Возможно, что подобных историй тогда со мной было несколько; если мне запомнилась только одна, значит, она чем-то особенно выделялась среди прочих. Общая тема ясна: какой-то «первый встречный», не испросив разрешения, выходит на охоту в твои угодья, и возвращается с дичью, принадлежащей по праву лишь тебе, хозяину этих мест… Неловко затронутое самолюбие разыгрывается вовсю, и тогда - какая уж тут доброжелательность! Свое раздражение перед неосторожностью неопытного юнца всегда можно объяснить самыми благородными причинами. И впрямь, дело не в моих личных обидах: любовь к искусству, к самой математике, вот что сейчас мною руководит! Будь еще этот юноша гением, его рассеянность можно было бы как-то извинить. Но куда там, он просто неуклюжий браконьер. Этим он опасен всем нам; да что там, пусть бы он придумал что-нибудь новое или хотя бы сделал что-то иначе, лучше, чем я. Так ведь нет: он, изволите видеть, «открыл» какие-то пустяки, уже сто лет как мне известные; я и объявить-то о них в свое время не потрудился. Экая, в самом деле, бесцеремонность… И, конечно, то там, то здесь, с неизменной настойчивостью, лейтмотивом всплывают мыслишки меритократического толка: на мои работы вправе ссылаться лишь лучшие из лучших (такие, как я) - или, по крайней мере, молодые люди, заручившиеся поддержкой кого-нибудь из знаменитостей. Конечно, случись кому-нибудь из «китов» самому забрести в мои владения, я едва ли поведу себя чересчур гостеприимно - но ведь это же совсем другое дело. К тому же, подобные вещи вообще происходят намного реже. Раз на раз не приходится, и одной заботы в день нам с лихвой достаточно. В истории с тем молодым ученым была, без сомненья, по крайней мере, одна особенность, выделявшая ее из числа прочих. Где-то на подсознательном уровне во мне скрывалось отвращение к определенному типу человеческого характера. Оно исподтишка проникло в мои отношения с «терпеливым другом» с первых же дней нашего знакомства. Еще от матери я унаследовал
известные представления о том, что такое «мужественность»; вместе с тем, в характере моего друга - как и среди личных свойств того молодого математика - явно ее недоставало. Все это мне полезно понять для того, чтобы вернее разобраться в себе самом; но с точки зрения моей нынешней задачи это наблюдение, в общем, ничего не прибавляет. Ведь я завел весь этот разговор с тем, чтобы отыскать в самом себе, в своих тогдашних взглядах, в своем поведении, наконец, типичные признаки того глубокого нравственного, духовного упадка, в котором сегодня пребывает наш (впрочем, теперь уже не мой…) математический мир.

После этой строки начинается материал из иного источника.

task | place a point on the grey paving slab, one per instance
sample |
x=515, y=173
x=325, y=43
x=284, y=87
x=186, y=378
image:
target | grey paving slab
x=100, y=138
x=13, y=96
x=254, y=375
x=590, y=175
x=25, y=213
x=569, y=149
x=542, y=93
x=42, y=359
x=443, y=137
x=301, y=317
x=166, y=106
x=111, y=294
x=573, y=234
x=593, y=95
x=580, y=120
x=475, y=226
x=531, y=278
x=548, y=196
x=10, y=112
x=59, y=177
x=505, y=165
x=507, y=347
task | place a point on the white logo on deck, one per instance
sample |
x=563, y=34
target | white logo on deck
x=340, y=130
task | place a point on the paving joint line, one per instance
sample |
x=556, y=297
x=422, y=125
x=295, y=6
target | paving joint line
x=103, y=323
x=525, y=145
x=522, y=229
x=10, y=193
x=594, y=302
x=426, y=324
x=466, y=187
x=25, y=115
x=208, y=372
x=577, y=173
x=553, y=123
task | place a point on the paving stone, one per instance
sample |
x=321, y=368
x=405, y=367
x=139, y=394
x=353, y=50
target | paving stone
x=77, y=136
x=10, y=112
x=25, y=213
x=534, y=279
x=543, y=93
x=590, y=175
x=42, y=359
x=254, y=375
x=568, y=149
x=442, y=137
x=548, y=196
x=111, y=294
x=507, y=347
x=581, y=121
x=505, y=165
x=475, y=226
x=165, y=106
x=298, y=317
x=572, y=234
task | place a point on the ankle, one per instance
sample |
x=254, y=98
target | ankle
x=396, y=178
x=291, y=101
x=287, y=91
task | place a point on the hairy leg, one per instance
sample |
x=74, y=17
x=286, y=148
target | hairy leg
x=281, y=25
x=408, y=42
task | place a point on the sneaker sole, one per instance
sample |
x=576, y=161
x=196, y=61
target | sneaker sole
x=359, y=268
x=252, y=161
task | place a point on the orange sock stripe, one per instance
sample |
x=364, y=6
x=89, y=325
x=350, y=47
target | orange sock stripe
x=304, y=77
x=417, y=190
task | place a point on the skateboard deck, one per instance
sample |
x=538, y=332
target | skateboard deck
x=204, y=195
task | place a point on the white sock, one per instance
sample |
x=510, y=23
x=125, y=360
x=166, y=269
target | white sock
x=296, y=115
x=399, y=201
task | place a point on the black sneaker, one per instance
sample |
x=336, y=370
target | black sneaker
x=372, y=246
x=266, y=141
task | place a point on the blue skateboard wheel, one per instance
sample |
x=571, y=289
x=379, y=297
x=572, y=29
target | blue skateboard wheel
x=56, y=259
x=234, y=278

Как бы то ни было, среди всех прочих ситуаций, когда мне явно недоставало доброжелательности или уважения к своему ближнему, тот случай, который я только что исследовал, мне кажется особенно важным. И вот почему: тогда, в той истории с начинающим ученым, я пренебрег элементарной этикой математического ремесла (24). В той среде, где меня приняли так радушно, когда я сам только начинал заниматься наукой - то есть в группе Бурбаки и в ближайших к ней кругах, - этика, о которой я говорю, вслух обычно не обсуждалась. Но при этом ее живое присутствие ощущалось ясно; правила ее, для всех равно священные, опирались на всеобщее негласное соглашение. Насколько я помню, только один человек при мне четко и ясно сформулировал их в разговоре. Это был Дьедонне. Беседа об этом зашла, когда я (в один из первых своих приездов) гостил у него в Нанси. Не исключено, что он впоследствии еще несколько раз возвращался к тому же вопросу. Очевидно, ему это казалось важным; я и сам, должно быть, почувствовал тогда, как много значения он придавал этой теме, если не забыл его слов за добрых тридцать пять лет. Мои старшие коллеги обладали для меня непререкаемым моральным авторитетом, а Дьедонне тогда как бы говорил от имени всей группы. Этого для меня было достаточно, чтобы все услышанное, без оговорок, взять на вооружение. Однако же я сам ни тогда, ни после, ни разу не задумался над тем, почему, собственно, так важно соблюдать эти правила. Я, по правде сказать, вообще не видел для себя смысла в подобных размышлениях: ведь у меня никогда не было сомнений в том, что от родителей, людей - кто посмеет это оспорить - безукоризненной нравственности, я унаследовал все необходимые установки на честность, ответственность за свои поступки и проч. Все это - надежные позиции, прекрасные и проверенные во
Самодовольство и обновление
всех отношениях; исходя из них, я просто не могу ошибиться (5).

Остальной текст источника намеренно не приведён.